Lloyds' insurance assets include Scottish Widows, which was acquired for about 7 billion pounds in 2000, and units acquired as part of this year's takeover of HBOS, including Clerical Medical and Halifax Life Insurance.
Bankers said it would be some time before any of the assets came to market. Deutsche was given the mandate about three to four weeks ago.
"All of the processes in the insurance sector have been halted or pulled. I don't think anyone would pursue these businesses for many months," said a senior financial services banker.
Bidding for American International Group's (AIG.N) prized Asian business collapsed recently because candidates could not reach the vendors' price expectations. Royal Bank of Scotland (RBS.L) shelved the disposal of its insurance business after offers were too low.
"A quick sale would mean selling at a discount and I don't think that is likely with the government as a Lloyds shareholder," said another banker, who also covers the financial services sector.

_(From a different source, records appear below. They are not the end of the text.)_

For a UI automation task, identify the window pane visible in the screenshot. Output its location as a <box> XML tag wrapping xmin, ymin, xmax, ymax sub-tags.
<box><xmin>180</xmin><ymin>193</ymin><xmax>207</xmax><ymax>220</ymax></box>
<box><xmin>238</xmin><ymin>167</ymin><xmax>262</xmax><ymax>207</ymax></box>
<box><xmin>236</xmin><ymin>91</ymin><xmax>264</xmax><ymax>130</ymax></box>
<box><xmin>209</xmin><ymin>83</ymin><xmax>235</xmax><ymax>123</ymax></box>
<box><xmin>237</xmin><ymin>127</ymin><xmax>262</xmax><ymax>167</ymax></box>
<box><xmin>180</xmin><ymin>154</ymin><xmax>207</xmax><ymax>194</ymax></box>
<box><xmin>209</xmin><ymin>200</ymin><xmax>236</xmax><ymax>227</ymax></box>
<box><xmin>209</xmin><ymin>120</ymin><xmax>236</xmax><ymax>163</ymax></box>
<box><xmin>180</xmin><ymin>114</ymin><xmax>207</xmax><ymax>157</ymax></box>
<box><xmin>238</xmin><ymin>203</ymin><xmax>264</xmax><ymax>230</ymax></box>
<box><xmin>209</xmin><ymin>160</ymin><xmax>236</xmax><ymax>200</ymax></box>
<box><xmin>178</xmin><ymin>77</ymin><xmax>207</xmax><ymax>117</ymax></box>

The banker said there would be more interest in general insurance assets than the life insurance businesses.
Lloyds declined to comment.
Lloyds' insurance and investments arm reported a profit of 911 million pounds last year, up 22 percent from 2007.
HBOS's insurance and investment business made a 739 million pound profit last year. That included general insurance, which included household, repayment and motor insurance and made a profit of 365 million pounds.
The British government owns 43 percent of Lloyds after providing emergency funds in October. Its stake could rise to 77 percent after the state pumped in more cash and insured risky assets in a deal earlier this month.